Five Best Monday Columns
Republican intransigence, Democratic disarray, and powerful Syrian minorities
Clive Crook on Why 'Intransigence' Wins With the debt ceiling deal in the works, Clive Crooks writes in the Financial Times that Obama will be declared, maybe unfairly, the loser because he acted sanely in the face of Republican "intransigence." "Mr Obama defied the Democratic base," he writes, "accommodated the GOP in the national interest, and stands ready to be denounced (not least by his own party) as a weakling. To the recklessly intransigent go the spoils--not something to fill one with optimism about America's future." Still, Obama found himself in this position in part because he allowed health care to pass against the wishes of most Americans, helping create a Republican majority in the House of Representatives. Once again with fiscal policy, as with Libya and health care, Obama "lead from behind," timidly supporting a liberal spending plan to continue to raise spending before finally allowing Republicans to dictate the terms of debate. Instead, he should have suggested from the start that long-term borrowing must be curtailed with spending cuts and tax reform. "By leading from the front, Mr Obama might have carried public opinion." Crook says. "Instead, he ... stood aside and let things happen."
Jonathan Cohn Asks How Obama Could Have Done Better Faced with a deal that is anathema to liberals, Jonathan Cohn asks in The New Republic "What would I have done instead?" He says the outline of the debt-ceiling deal now being forged has been clear for a long time because Obama long ago lost his leverage when it became clear that Republicans were willing to risk default and he was not. The deal, says Cohn, does not solve the job crisis. The first round of $900 billion in cuts may reduce some waste, but it will make it more difficult to find easy savings in the next more severe round which will cause America pain. "Pain means more people eating tainted food, more people breathing polluted air, more people pulling their kids out of college, and more people losing their homes--in other words, the hardships people suffer when government can't do an adequate job of looking out for their interests," he says. His ideas for how Obama could have improved his performance: "Why didn't he spend more time criticizing Republicans for their values and priorities rather than trying to find accommodations with them? Why didn't he play up the possibility of the 14th Amendment, if only to increase his leverage?" Obama spent his time acting like the adult in the room, but his decision to begin by negotiating with an opposition that refused to compromise brought few political rewards.
The Wall Street Journal on Why the Debt Deal Is Good "The big picture," writes The Wall Street Journal editorial board, "is that the deal is a victory for the cause of smaller government, arguably the biggest since welfare reform in 1996," they write.
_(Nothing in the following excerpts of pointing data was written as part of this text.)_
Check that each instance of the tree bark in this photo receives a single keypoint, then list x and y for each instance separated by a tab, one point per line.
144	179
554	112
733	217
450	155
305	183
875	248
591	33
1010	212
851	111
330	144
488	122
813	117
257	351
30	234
The first part of the deal includes no tax hikes, and cuts that are smaller than expected but still positive, says the board. The second phase of the deal will be trickier and will require Republican representatives on the bipartisan committee to defend military spending and current tax laws. "This means GOP leaders Mitch McConnell and John Boehner have to be especially careful in their choice of appointees. No one from the Senate Gang of Six, who proposed tax increases, need apply." Finally, the editorial board has stern words for those on the far right of the debate in recent weeks, encouraging them to support the plan as a victory. "The debt ceiling is a political hostage the GOP could never afford to shoot, and this deal is about the best Republicans could have hoped for given that the limit had to be raised," they write. "The Jim DeMint-Michele Bachmann-Sean Hannity alternative of refusing to raise the debt limit without a balanced-budget amendment and betting that Mr. Obama would get all the blame vanishes upon contact with any thought. Sooner or later the GOP had to give up the hostage."
Bassma Kodmani on the Importance of a Syrian Minority "What is keeping Mr. Assad in power is the extensive security apparatus that was engineered by his father, Hafez al-Assad, and is dominated by their fellow Alawites, a minority Shiite sect," writes the Arab Reform Initiative's Bassma Kodmani in The New York Times. The opposition's key to achieving success in Syria is reassuring the power-holding Alawite minority that they will not be massacred in a post-Assad regime. Alawite leaders see the bloody oppression but continue to support Assad mostly out of fear, Kodmani says. "A signal from them could persuade powerful Alawite army commanders to defect and take other officers with them. ... Sunni leaders must act now to prevent the revolt from descending into civil war by assuring minorities that they will not face reprisals in a new Syria."
Jacob Hacker and Oona Hathaway Declare a Constitutional Crisis Even if leaders avoided an immediate crisis by raising the debt ceiling, the debate revealed "how dysfunctional the relationship between Congress and the president has become," write Yale professors Jacob Hacker and Oona Hathaway in The New York Times. The writers see a pattern in which Congress reveals itself unable to get something done and so the president takes more power than he should to circumvent Congress. One recent example has been the action in Libya. In sacrificing its ability to help govern, Congress also avoids having to take responsibility when things go wrong. How do we fix this? Get rid of "unnecessary supermajority requirements"--for example those created by the filibuster, ditch "legislative obstacles like the debt ceiling," and "fast-track procedures that limit amendments and require an up-or-down vote."